The name of this restaurant is up to you as I know creativity knows no breeding grounds than a blog commentary.
Basic Gist: My restaurant will only serve items that are better the second day. This extends the menu to include, but not limit to: Mac and Cheese, Hamburger Helper, any casserole, pizza (served cold), cinnamon rolls, and anything you could think of that might be better as result of the aging process carried out deep in the recesses of a refridge, tucked under tin foil.

This idea may or may not be better than the first idea, "Plate o' Food". The hook here establishes that you as a patron will enter into "Plate o' Food" and order just that. A plate o' food. You have no control what comes out of the kitchen from that point forward. It could be scrambled eggs with a selection of doughnuts, it could be lobster with a pb and j side. The selection changes every night; You never know at the unpredictable world of "Plate o' Food".

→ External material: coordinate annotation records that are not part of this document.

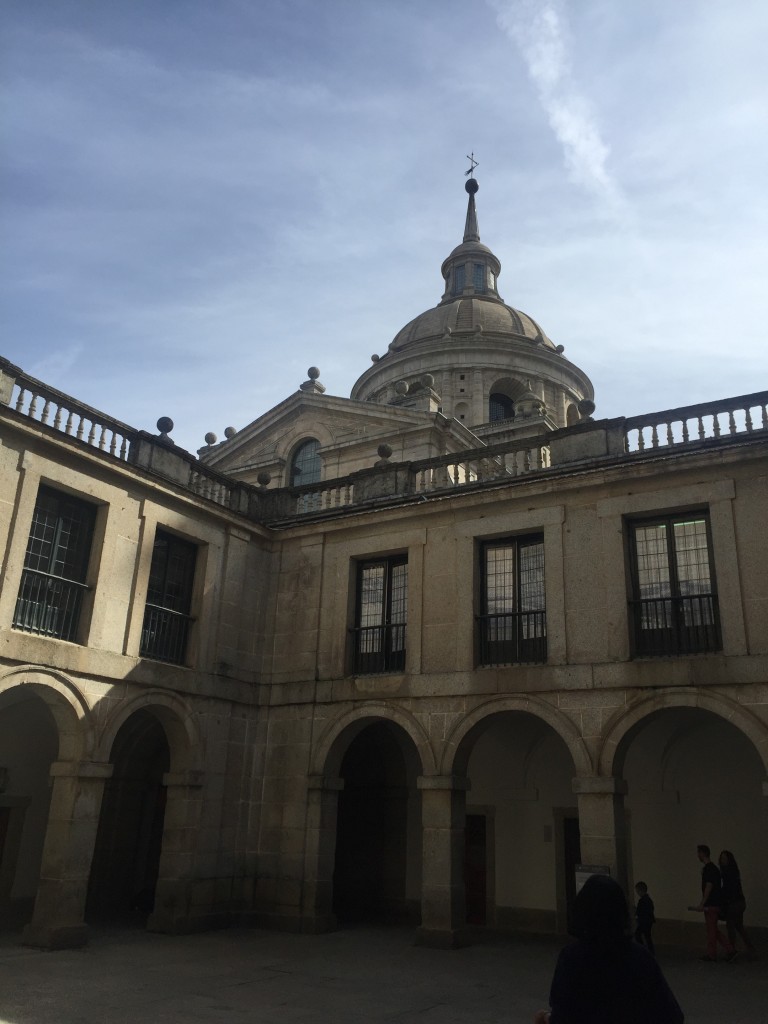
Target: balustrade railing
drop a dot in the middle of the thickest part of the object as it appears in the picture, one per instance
(688, 424)
(513, 637)
(164, 634)
(48, 605)
(54, 409)
(379, 648)
(676, 625)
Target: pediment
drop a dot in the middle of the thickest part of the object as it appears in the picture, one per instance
(333, 421)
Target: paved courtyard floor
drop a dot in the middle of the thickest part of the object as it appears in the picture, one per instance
(345, 977)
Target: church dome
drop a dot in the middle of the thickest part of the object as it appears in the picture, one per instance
(470, 314)
(483, 355)
(471, 301)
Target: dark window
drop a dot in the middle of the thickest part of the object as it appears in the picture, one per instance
(381, 615)
(501, 407)
(50, 597)
(305, 465)
(459, 280)
(674, 605)
(167, 617)
(513, 620)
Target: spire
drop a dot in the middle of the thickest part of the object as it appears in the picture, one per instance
(471, 269)
(471, 230)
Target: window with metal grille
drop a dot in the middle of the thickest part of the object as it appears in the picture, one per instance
(167, 620)
(674, 607)
(305, 465)
(459, 278)
(381, 615)
(501, 407)
(50, 596)
(513, 617)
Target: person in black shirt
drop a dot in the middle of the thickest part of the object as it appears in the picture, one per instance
(644, 918)
(710, 903)
(604, 977)
(733, 903)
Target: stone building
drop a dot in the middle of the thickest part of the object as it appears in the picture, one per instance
(410, 656)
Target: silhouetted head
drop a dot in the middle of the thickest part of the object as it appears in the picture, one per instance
(600, 910)
(727, 860)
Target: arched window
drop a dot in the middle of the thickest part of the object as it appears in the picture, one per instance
(501, 407)
(459, 279)
(305, 465)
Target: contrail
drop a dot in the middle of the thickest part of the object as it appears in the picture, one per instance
(539, 30)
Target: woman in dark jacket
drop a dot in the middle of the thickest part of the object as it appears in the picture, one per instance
(604, 977)
(732, 899)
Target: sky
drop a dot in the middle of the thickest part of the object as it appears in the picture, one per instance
(202, 200)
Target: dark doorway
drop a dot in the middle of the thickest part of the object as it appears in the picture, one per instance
(126, 858)
(571, 857)
(371, 865)
(475, 868)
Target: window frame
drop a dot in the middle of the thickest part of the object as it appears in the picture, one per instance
(524, 629)
(501, 400)
(681, 633)
(50, 603)
(165, 629)
(295, 471)
(387, 639)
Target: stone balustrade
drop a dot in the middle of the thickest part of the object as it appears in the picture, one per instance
(54, 409)
(385, 481)
(697, 423)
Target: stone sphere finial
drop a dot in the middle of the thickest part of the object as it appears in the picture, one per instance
(165, 426)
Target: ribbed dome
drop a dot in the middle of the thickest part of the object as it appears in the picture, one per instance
(466, 315)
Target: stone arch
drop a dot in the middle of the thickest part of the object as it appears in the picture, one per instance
(66, 702)
(332, 743)
(624, 722)
(178, 722)
(456, 750)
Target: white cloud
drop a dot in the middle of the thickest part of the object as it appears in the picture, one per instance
(539, 30)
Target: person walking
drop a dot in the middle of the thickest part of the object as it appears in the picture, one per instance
(733, 903)
(644, 918)
(710, 904)
(604, 976)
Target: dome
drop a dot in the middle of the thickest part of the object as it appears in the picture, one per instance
(480, 352)
(467, 315)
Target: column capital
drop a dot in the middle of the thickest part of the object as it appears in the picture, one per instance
(599, 784)
(459, 782)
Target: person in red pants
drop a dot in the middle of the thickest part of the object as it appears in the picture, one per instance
(710, 904)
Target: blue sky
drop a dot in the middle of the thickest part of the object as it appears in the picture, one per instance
(201, 200)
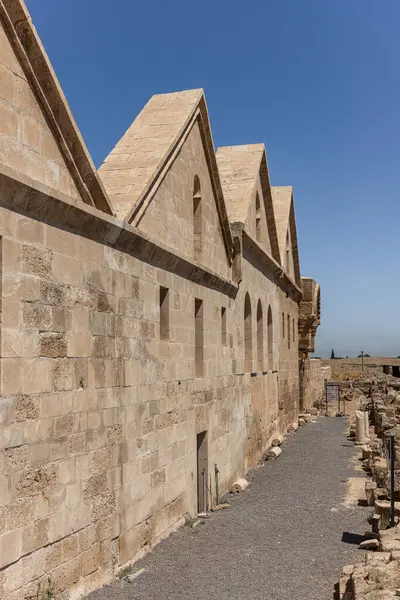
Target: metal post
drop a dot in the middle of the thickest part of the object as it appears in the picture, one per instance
(392, 457)
(204, 490)
(216, 484)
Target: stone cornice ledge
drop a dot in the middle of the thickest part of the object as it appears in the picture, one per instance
(23, 195)
(270, 265)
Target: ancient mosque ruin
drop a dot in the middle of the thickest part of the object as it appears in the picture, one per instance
(154, 323)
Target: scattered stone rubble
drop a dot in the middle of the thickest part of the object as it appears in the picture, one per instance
(376, 401)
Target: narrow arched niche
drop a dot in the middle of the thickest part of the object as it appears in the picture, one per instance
(248, 335)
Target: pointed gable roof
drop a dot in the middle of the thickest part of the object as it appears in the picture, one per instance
(285, 218)
(28, 48)
(137, 165)
(239, 168)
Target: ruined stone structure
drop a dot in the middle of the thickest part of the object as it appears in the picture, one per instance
(149, 324)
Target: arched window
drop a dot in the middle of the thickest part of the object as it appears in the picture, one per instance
(197, 220)
(260, 338)
(270, 339)
(258, 219)
(248, 341)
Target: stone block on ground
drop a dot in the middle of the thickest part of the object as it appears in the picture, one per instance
(370, 487)
(372, 544)
(277, 441)
(273, 453)
(239, 486)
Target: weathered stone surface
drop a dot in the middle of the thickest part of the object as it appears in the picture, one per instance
(369, 544)
(239, 486)
(106, 390)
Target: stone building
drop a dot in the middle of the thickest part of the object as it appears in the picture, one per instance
(149, 325)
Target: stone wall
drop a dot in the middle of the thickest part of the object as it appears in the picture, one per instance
(353, 367)
(123, 340)
(314, 377)
(99, 416)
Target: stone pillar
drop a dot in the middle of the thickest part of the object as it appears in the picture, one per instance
(366, 424)
(360, 427)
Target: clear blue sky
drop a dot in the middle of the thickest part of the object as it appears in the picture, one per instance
(318, 81)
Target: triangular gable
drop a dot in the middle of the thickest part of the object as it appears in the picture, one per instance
(240, 167)
(66, 163)
(137, 165)
(286, 222)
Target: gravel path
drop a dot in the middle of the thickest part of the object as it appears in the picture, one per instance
(280, 540)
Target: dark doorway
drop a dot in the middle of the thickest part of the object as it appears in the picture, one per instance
(202, 469)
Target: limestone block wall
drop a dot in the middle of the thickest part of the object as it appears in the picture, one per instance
(100, 415)
(314, 377)
(288, 358)
(169, 217)
(26, 143)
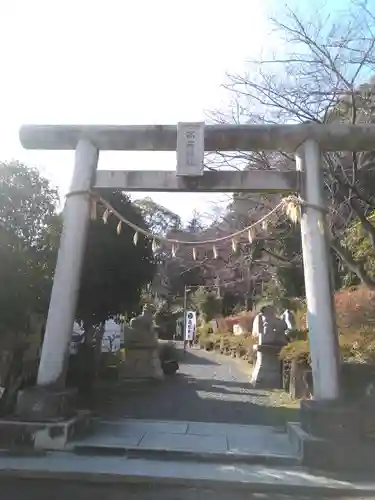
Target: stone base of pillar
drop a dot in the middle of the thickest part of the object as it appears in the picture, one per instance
(335, 435)
(267, 371)
(39, 404)
(44, 420)
(142, 363)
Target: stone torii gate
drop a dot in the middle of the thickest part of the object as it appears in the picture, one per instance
(306, 141)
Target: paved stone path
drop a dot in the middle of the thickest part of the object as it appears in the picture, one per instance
(208, 388)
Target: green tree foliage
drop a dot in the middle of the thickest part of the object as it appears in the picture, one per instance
(114, 271)
(27, 211)
(159, 219)
(207, 303)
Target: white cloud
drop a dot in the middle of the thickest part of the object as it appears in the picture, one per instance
(119, 62)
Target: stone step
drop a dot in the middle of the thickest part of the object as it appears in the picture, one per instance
(189, 441)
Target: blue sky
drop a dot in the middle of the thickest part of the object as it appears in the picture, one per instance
(120, 62)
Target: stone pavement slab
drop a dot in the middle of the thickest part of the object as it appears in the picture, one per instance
(185, 442)
(234, 477)
(243, 441)
(208, 388)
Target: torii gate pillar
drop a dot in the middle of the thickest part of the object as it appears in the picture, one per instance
(62, 308)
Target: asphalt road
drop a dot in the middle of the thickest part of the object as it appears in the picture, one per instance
(36, 489)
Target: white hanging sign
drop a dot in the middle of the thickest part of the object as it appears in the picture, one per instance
(190, 148)
(191, 320)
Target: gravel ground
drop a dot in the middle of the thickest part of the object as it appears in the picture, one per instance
(35, 489)
(208, 388)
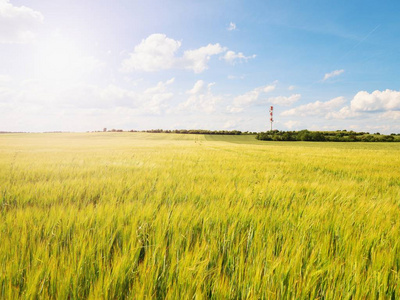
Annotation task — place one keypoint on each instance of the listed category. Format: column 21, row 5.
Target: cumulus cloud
column 314, row 108
column 18, row 24
column 285, row 101
column 290, row 124
column 232, row 57
column 200, row 98
column 344, row 113
column 158, row 52
column 376, row 101
column 333, row 74
column 232, row 26
column 251, row 97
column 387, row 101
column 197, row 59
column 391, row 115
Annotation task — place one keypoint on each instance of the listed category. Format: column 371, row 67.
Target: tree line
column 326, row 136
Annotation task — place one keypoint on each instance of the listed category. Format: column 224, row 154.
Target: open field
column 115, row 215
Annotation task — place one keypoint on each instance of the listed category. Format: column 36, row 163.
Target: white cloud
column 232, row 26
column 376, row 101
column 391, row 115
column 231, row 57
column 197, row 59
column 201, row 98
column 314, row 108
column 290, row 124
column 333, row 74
column 18, row 24
column 156, row 52
column 246, row 99
column 285, row 101
column 344, row 113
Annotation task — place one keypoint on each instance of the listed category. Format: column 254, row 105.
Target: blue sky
column 84, row 65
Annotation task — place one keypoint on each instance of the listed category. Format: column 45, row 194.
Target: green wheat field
column 173, row 216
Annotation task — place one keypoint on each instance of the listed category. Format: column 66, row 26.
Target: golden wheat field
column 168, row 216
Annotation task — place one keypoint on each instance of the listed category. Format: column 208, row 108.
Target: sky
column 69, row 65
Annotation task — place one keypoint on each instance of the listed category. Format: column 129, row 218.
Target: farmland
column 135, row 215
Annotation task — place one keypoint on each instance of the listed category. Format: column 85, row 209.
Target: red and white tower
column 271, row 114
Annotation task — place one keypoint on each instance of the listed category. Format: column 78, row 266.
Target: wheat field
column 169, row 216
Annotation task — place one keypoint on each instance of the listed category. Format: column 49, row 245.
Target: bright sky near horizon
column 74, row 65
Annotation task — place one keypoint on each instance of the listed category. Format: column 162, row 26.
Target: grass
column 136, row 215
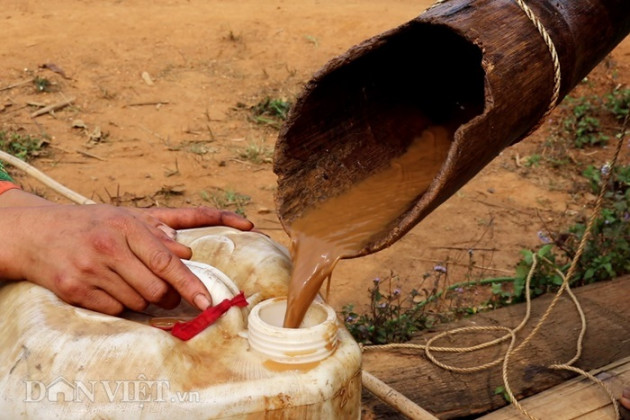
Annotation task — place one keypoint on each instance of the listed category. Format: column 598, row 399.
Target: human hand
column 106, row 258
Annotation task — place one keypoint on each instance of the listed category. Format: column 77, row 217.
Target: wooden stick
column 394, row 398
column 147, row 103
column 88, row 154
column 45, row 179
column 24, row 82
column 53, row 107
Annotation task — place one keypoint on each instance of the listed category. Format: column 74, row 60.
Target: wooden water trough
column 480, row 65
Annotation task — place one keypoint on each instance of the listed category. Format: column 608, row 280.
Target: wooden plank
column 578, row 398
column 450, row 395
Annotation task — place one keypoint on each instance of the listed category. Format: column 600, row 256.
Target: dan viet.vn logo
column 139, row 390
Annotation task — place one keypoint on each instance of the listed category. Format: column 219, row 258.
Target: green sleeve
column 4, row 176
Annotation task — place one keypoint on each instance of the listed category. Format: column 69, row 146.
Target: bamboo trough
column 480, row 65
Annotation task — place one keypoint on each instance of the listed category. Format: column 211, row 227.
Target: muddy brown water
column 344, row 224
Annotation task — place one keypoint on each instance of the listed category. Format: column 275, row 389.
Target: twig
column 147, row 103
column 394, row 398
column 88, row 154
column 14, row 85
column 53, row 107
column 45, row 179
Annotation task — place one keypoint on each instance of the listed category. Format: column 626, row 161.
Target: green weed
column 391, row 318
column 42, row 84
column 227, row 199
column 618, row 103
column 582, row 124
column 23, row 146
column 257, row 153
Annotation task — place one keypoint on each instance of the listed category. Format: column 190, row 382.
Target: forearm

To compensate for the slim menu, "Plate o' Food" advertises an extremely deep beverage menu.

Thursday, April 06, 2006

How to Succeed in Business with Bananas

Let me let you in on a little hint of the ad biz, one word my friend, one word, Chimps, that's right, Chimps. I don't care what you're selling, Chimps can sell it better, faster, ensure a better return, and increased customer satisfaction. You tell me one product that you can sell better than a chimp; and you'll be quiet for a long time, possibly forever. Let me illustrate:

Medical Insurance: Put a Chimp in a doctors lab coat with a stethoscope, I'm sold.

NASA: Chimps in glasses with tape in the middle sitting in Mission Control working with a slide rule as another chimp jumps up and down on the red launch button; who could resist?

Telecommunications: To easy, a monkey answers a ringing phone and holds a banana up to his ear instead. Bam, jokes on you rube!

Case closed, as far as I'm concerned, chimps selling me things will never get old. I'm ok if all commercials switch over to chimps as spokesprimates.

Finally, for your consideration, a selection of fine collections featuring chimps:
The Trunk Monkey series. It's worth every minute of buffering.